TIP 1: Focus on 1-2 Hot Items
Choose recipes thatdon’t all need to be served hot. The hardest thing about prepping and cooking food in advance is making sure that everything is kept at the appropriate temperature. Serve dinner with only one to two things that need to be served popping hot. This will help ease stress in the food prep area and ensure that your clients are happy with their choices.
TIP 2: Prepare Ahead
Prep ahead more than you think you should. Do as much behind the scenes tasks as you can before your event starts. Make a timeline and be strategic about the tasks and responsibilities that take priority. You can never be overprepared.
TIP 3: Cancel the Buffet
Opt out of the buffet and resort to a more serving style. This eliminates a lot of moving parts and people. It also helps prevent accidents and regulatesthe food temperature with entrees and sides coming out fresh.
TIP 4: Know Your Attendees
Touch base with your coordinator or client to make sure that you are accommodating your attendees in the best way possible. Provide options for various diet restrictions: vegan, vegetarian, gluten free, etc.
Recipe of the Month
Parmesan Grilled Corn
Serves 50 (ears cut in half) double to serve 100
25 ears of fresh corn
10 tbl spoons of butter
5 cloves of garlic grated or minced
1 ¼ cups of freshly grated parmesan
5 tbl spoons of freshly chopped parsley
- Preheat grill to 375 degrees. Remove the inner silks leaving the outer husks still intact. Place husks back over the corn.
- Place the corn on the heated grill. Turn every so often and cook until kernels are bright yellow (Approx 15-20 min).
- While the corn is cooking, combine the garlic butter in a small bowl and microwave it until it is melted (Approx 10-15 seconds).
- Remove remaining husks. Brush on the melted garlic butter mixture while the corn is still hot.
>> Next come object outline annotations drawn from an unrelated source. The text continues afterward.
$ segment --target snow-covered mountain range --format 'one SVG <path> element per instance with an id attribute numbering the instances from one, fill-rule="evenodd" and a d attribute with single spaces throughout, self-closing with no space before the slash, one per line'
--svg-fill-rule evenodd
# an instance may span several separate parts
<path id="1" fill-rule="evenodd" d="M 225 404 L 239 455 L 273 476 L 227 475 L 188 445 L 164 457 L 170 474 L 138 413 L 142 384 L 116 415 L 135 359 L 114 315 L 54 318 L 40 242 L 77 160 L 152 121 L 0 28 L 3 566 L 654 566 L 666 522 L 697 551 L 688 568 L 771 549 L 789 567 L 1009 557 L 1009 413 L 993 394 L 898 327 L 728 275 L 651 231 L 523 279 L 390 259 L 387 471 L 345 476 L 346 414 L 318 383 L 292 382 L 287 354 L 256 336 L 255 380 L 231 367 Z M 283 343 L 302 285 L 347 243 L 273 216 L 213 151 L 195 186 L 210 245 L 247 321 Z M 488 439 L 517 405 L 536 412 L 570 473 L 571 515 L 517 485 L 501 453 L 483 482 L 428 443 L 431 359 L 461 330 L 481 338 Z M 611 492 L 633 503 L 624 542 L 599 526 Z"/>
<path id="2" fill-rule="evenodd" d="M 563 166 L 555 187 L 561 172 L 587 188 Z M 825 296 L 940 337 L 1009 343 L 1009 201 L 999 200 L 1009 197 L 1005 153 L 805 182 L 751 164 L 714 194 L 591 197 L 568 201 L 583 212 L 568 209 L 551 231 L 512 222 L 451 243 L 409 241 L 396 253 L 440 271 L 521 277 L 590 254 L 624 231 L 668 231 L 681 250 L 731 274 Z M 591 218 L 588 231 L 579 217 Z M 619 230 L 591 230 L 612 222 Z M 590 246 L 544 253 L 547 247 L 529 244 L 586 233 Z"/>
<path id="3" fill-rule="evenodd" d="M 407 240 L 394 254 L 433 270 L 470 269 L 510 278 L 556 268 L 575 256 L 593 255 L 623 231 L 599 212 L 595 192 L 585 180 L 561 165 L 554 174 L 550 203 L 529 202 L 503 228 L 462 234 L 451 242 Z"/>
- Sprinkle on parmesan and parsley.
Drink of the Month
Cherry Sorbet Spritzer
Makes approx. six quarts of sorbet with 1 quart serving approx. 8-10 people.
Key Tips for the Sorbet:
- The number one key to a good sorbet is starting off with good fruit. Choose the most fragrant watermelon, the juiciest peaches, or in this case, the sweetest cherries to use as your base. It is nice to know that fruits thicker in texture like berries and stone fruits, make creamier sorbets.
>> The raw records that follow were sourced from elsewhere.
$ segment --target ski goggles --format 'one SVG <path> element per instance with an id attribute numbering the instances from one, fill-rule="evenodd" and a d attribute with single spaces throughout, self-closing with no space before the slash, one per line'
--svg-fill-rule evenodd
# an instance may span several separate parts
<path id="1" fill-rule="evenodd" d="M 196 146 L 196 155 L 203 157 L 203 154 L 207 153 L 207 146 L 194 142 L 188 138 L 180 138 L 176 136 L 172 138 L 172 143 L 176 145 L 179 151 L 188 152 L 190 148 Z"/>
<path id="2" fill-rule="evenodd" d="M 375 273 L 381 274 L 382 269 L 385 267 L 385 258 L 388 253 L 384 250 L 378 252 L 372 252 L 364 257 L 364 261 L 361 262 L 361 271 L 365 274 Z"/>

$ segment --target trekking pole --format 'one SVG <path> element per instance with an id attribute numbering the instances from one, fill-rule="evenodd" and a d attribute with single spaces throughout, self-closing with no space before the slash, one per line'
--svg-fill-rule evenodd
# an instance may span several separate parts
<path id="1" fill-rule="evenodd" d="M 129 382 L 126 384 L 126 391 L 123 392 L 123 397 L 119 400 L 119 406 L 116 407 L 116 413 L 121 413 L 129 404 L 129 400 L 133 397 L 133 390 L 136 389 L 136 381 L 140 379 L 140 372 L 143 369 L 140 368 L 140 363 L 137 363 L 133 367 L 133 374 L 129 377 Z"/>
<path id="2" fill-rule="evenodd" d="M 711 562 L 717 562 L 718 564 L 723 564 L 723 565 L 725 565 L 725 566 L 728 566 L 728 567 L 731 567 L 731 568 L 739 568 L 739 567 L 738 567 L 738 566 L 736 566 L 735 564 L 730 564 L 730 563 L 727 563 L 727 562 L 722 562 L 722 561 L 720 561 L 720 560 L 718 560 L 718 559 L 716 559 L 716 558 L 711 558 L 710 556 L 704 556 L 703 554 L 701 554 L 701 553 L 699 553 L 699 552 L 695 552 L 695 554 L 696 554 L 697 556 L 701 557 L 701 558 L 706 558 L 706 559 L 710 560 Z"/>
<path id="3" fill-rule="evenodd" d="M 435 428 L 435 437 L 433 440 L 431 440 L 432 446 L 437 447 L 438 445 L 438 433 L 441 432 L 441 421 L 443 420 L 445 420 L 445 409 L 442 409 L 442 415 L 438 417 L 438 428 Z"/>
- A sorbet is a simple combination of pureed fruit and sugar. The best way to add the sugar is through a simply made syrup. Keep in mind that freezing does (dull) sweet flavors. Make sure that the sorbet is slightly too sweet before freezing.
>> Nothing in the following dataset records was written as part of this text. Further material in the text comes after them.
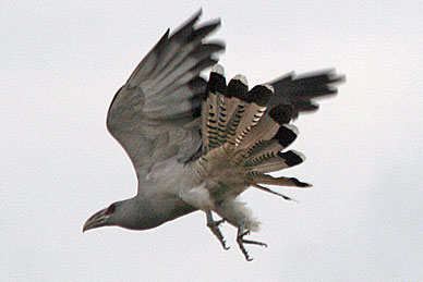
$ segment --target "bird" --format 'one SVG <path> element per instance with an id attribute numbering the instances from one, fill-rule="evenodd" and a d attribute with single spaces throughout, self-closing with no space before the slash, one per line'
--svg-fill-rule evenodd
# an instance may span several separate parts
<path id="1" fill-rule="evenodd" d="M 237 229 L 235 242 L 250 261 L 245 245 L 267 245 L 245 238 L 261 222 L 240 195 L 254 188 L 292 200 L 268 185 L 311 187 L 271 173 L 305 160 L 287 150 L 299 135 L 292 122 L 318 109 L 315 98 L 336 95 L 345 76 L 330 69 L 291 72 L 252 88 L 241 74 L 227 82 L 218 64 L 225 42 L 207 38 L 220 19 L 198 24 L 201 14 L 173 33 L 168 28 L 114 95 L 107 128 L 132 161 L 137 194 L 94 213 L 83 232 L 148 230 L 202 211 L 225 249 L 220 225 Z"/>

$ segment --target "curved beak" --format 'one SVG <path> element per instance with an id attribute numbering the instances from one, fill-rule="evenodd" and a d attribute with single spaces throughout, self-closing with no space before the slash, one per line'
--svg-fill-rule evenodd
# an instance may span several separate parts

Cherry Sorbet Ingredients:
18 cups of pitted and chopped fresh cherries
3 cups of sugar
1 tbl spoon of fine salt
1/2 cup of lemon juice
1/2 cup of Chambord (plain vodka or rum can be used as a substitute)
- Place cherries, sugar, salt, and lemon juice in a saucepan over medium heat and bring it to a simmer. Cook and stir mixture frequently or until the cherries are broken down and soft.
- Let the mixture cool to room temperature. Once cooled, place it in the bowl to be processed. Add in the Chambord.
- Pulse the mixture until it is pureed to your desired texture. If you want a completely smooth sorbet, process it a little longer and or strain it through a mesh strainer to eliminate any leftover chunks.
- Place the mixture in the fridge for at least an hour and then churn it in your ice cream maker!
- We are now ready to freeze the mixture! Transfer it to an air tight container and freeze for at least four hours.
Wine Spritzers Ingredients:
The cherry sorbet
Chilled Rose wine
Chilled club soda or seltzer
Mint Sprigs for garnish
Other berries for garnish
- Allow sorbet to soften before scooping it into glass. Top each glass off with ¼ cup of rose wine or seltzer.